HIGH_PRIORITY_CLASS                   REALTIME_PRIORITY_CLASS
-304 cycles, empty                     -48 cycles, empty
-44 cycles, mov eax,1                 -44 cycles, mov eax,1
-44 cycles, mov eax,1 mov eax,2       -44 cycles, mov eax,1 mov eax,2
-48 cycles, nops 4                    -40 cycles, nops 4
-28 cycles, mul ecx                   -36 cycles, mul ecx
-44 cycles, rol ecx,32               -260 cycles, rol ecx,32
-20 cycles, rcr ecx,31                -20 cycles, rcr ecx,31
   8 cycles, div ecx                    16 cycles, div ecx
   0 cycles, StrLen                     -8 cycles, StrLen


When line 101 in counter2.asm was changed:
from:    jnz   @B                  ;; End of reference loop
to:      jnz   $-40h               ;; End of reference loop

and c2test2.exe reassembled:


HIGH_PRIORITY_CLASS                    REALTIME_PRIORITY_CLASS
 0 cycles, empty                        0 cycles, empty
-4 cycles, mov eax,1                   -4 cycles, mov eax,1
-4 cycles, mov eax,1 mov eax,2         -4 cycles, mov eax,1 mov eax,2
 0 cycles, nops 4                       0 cycles, nops 4
12 cycles, mul ecx                     12 cycles, mul ecx
-4 cycles, rol ecx,32                  -4 cycles, rol ecx,32
20 cycles, rcr ecx,31                  20 cycles, rcr ecx,31
56 cycles, div ecx                     56 cycles, div ecx
40 cycles, StrLen                      40 cycles, StrLen


Cycles are nearly double those given by timers.asm but make more sense to me.

Abel

MichaelW

For several reasons, you cannot get good cycle counts for instruction sequences that execute in less than a few cycles. Usually, a negative count indicates that the system interrupted the reference loop.
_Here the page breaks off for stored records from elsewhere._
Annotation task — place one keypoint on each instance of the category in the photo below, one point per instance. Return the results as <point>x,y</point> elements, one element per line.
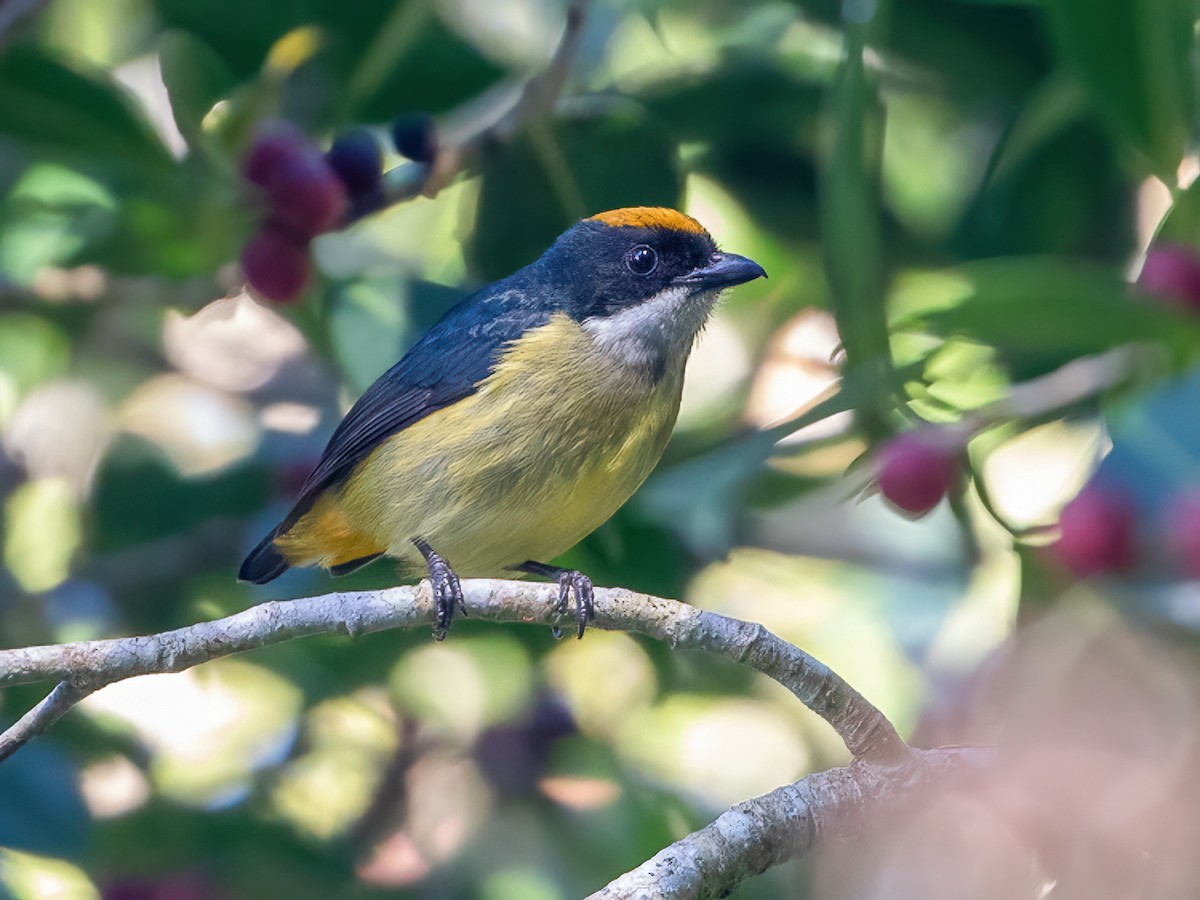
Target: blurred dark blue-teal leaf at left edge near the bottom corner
<point>41,809</point>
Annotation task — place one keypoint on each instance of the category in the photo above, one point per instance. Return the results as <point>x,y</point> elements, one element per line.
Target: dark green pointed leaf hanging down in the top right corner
<point>1136,61</point>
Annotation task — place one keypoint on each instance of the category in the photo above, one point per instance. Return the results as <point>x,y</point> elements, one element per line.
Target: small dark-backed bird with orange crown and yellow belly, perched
<point>520,422</point>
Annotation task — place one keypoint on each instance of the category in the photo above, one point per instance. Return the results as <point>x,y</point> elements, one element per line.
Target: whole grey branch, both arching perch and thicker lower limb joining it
<point>745,842</point>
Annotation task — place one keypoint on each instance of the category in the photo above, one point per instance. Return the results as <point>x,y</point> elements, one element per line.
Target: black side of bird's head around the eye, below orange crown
<point>601,269</point>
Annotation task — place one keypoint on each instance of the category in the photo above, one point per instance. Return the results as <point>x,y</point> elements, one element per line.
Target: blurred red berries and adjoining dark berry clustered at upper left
<point>308,194</point>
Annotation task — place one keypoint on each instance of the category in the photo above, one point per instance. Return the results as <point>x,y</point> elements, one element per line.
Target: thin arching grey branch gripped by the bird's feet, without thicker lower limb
<point>89,665</point>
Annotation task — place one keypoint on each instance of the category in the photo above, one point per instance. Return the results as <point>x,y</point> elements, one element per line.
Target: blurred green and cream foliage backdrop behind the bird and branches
<point>950,197</point>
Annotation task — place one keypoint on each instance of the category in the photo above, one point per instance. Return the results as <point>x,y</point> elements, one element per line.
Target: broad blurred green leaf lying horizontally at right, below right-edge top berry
<point>1043,313</point>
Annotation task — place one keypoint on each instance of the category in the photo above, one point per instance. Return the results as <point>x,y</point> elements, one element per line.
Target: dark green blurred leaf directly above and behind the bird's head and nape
<point>567,170</point>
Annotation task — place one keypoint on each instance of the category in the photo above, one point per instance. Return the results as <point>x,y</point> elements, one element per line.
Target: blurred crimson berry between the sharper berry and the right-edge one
<point>1096,532</point>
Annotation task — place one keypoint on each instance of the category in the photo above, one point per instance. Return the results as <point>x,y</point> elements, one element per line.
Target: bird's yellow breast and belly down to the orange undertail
<point>556,440</point>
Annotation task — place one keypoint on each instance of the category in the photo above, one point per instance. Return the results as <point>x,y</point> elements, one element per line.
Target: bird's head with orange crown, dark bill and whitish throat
<point>643,281</point>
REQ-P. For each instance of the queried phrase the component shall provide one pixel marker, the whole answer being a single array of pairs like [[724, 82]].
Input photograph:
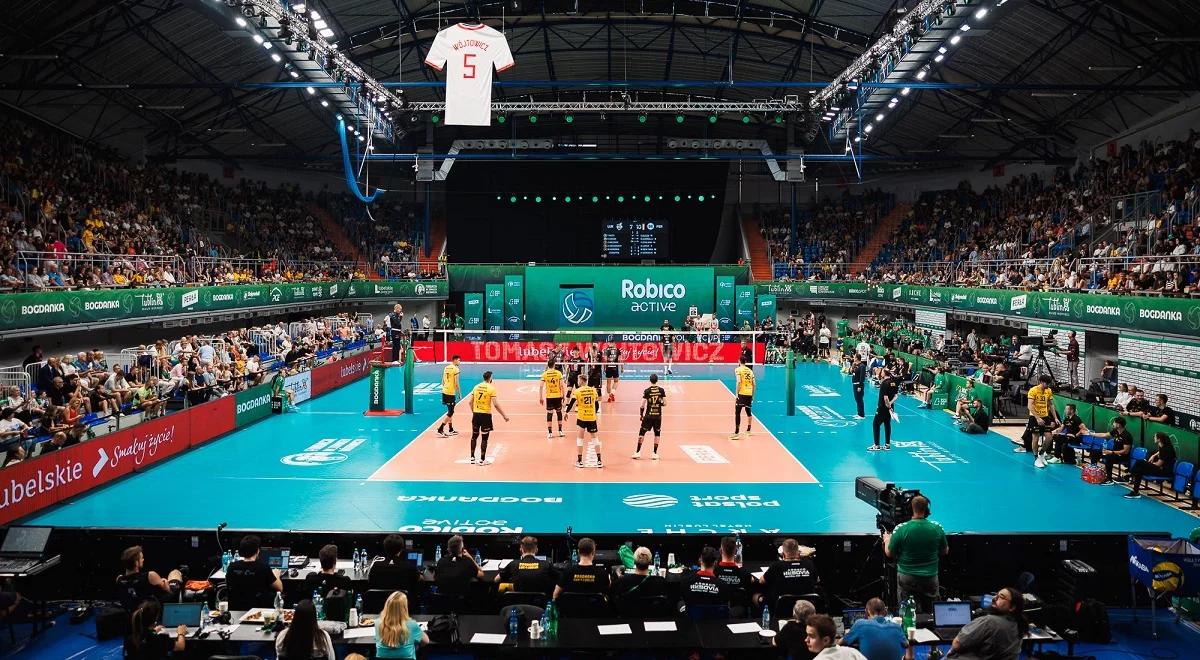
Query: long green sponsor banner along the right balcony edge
[[1175, 316]]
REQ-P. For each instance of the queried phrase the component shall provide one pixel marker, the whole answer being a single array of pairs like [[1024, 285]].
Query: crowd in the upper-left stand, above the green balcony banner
[[76, 217]]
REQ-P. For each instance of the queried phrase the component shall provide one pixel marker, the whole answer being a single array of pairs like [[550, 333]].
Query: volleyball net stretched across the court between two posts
[[635, 347]]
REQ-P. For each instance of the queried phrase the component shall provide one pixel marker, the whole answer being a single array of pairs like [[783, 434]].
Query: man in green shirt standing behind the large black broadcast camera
[[917, 547]]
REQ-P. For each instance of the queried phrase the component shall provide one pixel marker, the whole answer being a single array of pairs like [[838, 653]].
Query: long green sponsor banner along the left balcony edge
[[44, 310]]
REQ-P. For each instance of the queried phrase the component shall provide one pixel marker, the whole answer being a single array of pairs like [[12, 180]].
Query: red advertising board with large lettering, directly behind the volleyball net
[[631, 352]]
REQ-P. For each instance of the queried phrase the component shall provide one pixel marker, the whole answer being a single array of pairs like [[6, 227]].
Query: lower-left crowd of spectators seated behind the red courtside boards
[[75, 393]]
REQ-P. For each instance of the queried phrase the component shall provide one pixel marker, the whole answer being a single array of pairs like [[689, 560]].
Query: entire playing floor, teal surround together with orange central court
[[321, 469]]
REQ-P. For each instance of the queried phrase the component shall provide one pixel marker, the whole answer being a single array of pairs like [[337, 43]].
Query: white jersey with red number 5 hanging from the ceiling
[[469, 53]]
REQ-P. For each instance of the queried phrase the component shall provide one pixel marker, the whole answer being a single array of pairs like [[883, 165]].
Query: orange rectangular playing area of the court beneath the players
[[695, 447]]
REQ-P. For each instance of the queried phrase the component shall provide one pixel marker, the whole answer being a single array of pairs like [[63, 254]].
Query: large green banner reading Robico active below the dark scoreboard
[[625, 297]]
Unless your system is busy doing something intensive (in which case you should not be trying to time code), you can eliminate most of these problems by delaying for a few seconds before starting the first timing loop, to allow disk cache, etc activity to subside.

The second set of macros use a very different method than the first set. They seem to work better for timing code that executes in only a few clock cycles, and they generally provide more repeatable results, but I have reservations about using them after seeing them reverse the relative positions of your rand32 code and Lingo's, compared to the first set of timing macros.
eschew obfuscation